Ganz also discusses Kelly's appearance on Carlson's show, noting that both of them clearly stated that fascism is a justifiable response to the left, one forced on the right. "Carlson, of course, has long been a mouthpiece of mainstream conservatism, and has now taken a more radical turn," he adds.

It's probably also worth noting that Kelly has a history of spinning reality through his own authoritarian prism, as Vanity Fair details:

In a 2018 Federalist piece titled "It's Time for the United States to Divorce Before Things Get Dangerous," Kelly pointed to intracountry division on the issues of firearms, immigration, and religion to predict that "sooner or later, the left-wing rage mob will start coming for the careers (and lives) of any normal American who sees things differently." He further warned that right-wing Americans could be massacred in a liberal-led purge, writing in his Federalist post "America Is Over, but I Won't See It Go Without an Epic Fight" that conservatives should fight to the death against "an eventual socialist abyss" that Kelly believes will take over the country. "Close your eyes and imagine holding someone's scalp in your hands," the article's first line reads. "I mean a real scalp, Indian-style, of some enemy you just killed on the battlefield; somebody you hated and who hated you back." After projecting that conservatives will "almost certainly" be massacred in an America's "inevitable communist purges," Kelly jumped "back to the scalping thing" and insinuated that conservatives should prepare to wage a bloody insurgency against fellow Americans: "When you make that long trek to the reservation the leftists have set up for you—and make that trek you will—what memories do you want to take with you? When living in the liberal utopian nightmare of 57 genders and government control over everything in your life…You'll want to know, to remember, even just cherish the knowledge that, one day, you rode out onto the plains and made them feel pain."

In the epistemologically demented world that people like Kelly and Carlson occupy, the left is the source of all the world's ills, its political violence, its social dysfunctions, while "real Americans" like themselves are standing up for goodness and righteousness. In the end, this is why fascism becomes an acceptable option, especially after Jan. 6, when the web of denial that normalized the American right's descent into radicalization was wiped away and its inherent authoritarianism and anti-democratic intent became unmistakable.

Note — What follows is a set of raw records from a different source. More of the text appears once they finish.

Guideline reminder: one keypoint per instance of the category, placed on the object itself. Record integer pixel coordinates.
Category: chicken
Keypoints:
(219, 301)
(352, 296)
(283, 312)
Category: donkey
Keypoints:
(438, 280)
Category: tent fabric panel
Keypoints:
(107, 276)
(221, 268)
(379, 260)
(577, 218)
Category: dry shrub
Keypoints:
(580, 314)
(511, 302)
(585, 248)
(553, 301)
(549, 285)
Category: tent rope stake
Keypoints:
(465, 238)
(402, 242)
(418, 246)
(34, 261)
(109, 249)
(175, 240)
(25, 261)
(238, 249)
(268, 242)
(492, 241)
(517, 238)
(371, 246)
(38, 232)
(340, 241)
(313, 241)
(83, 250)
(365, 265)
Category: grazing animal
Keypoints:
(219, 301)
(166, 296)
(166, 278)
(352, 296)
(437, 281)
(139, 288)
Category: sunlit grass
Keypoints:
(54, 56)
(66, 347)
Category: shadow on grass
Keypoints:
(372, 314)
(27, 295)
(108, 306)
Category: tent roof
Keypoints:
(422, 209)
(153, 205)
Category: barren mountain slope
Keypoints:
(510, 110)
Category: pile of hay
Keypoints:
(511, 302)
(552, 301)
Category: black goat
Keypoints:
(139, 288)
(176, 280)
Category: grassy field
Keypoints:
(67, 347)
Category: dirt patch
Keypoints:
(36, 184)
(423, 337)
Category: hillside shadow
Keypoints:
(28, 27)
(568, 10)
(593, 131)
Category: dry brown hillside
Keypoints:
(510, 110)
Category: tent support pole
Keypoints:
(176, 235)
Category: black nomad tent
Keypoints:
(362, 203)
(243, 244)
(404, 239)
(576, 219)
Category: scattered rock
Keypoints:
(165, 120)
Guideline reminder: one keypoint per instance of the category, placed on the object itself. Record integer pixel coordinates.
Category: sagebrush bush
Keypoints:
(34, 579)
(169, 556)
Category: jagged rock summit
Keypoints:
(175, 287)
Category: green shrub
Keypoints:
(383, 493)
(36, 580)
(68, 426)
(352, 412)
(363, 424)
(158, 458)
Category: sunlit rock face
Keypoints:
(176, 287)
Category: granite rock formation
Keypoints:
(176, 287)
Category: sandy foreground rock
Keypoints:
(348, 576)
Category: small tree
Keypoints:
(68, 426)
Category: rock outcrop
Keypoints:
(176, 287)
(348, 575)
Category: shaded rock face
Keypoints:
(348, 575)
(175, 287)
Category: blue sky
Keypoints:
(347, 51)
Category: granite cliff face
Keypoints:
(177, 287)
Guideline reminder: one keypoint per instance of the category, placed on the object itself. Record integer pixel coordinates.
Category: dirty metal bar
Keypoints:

As I wrote after the insurrection:

The Republican Party's hostility to democracy—embodied by conservatives' running refrain that "America is not a democracy, it's a republic"—has become its official policy over the past decade, manifested most apparently in its egregious voter suppression policies and court rulings that reached a fever pitch in recent years. It's now a commonplace for Republican politicians (notably Trump himself) to fret that a high voter turnout is nearly certain to translate into Democratic wins as a reason to even further suppress the vote.

As David Frum (a never-Trump conservative) noted in his book Trumpocracy: "If conservatives become convinced that they cannot win democratically, they will not abandon conservatism. The will reject democracy." On Wednesday, that rejection became undeniably, irrevocably manifest.

Rather than taking a hard look at what they have become after the mob their president ginned up stormed the Capitol, today's lame attempts by conservatives to gaslight the public about what happened Wednesday (with figures like Matt Gaetz and Mo Brooks trying to gaslight the public by claiming the invaders were actually "antifa") make all too clear that the Republican Party, now consumed by right-wing authoritarianism, has ceased to be a viable partner in a working democracy. The problem the rest of us now face is how to proceed from here.

The red pill of authoritarianism is a helluva drug. And as its addicts descend into an embrace of fascism, it's clear they have the capability of not only warping their own reality, but everyone else's too.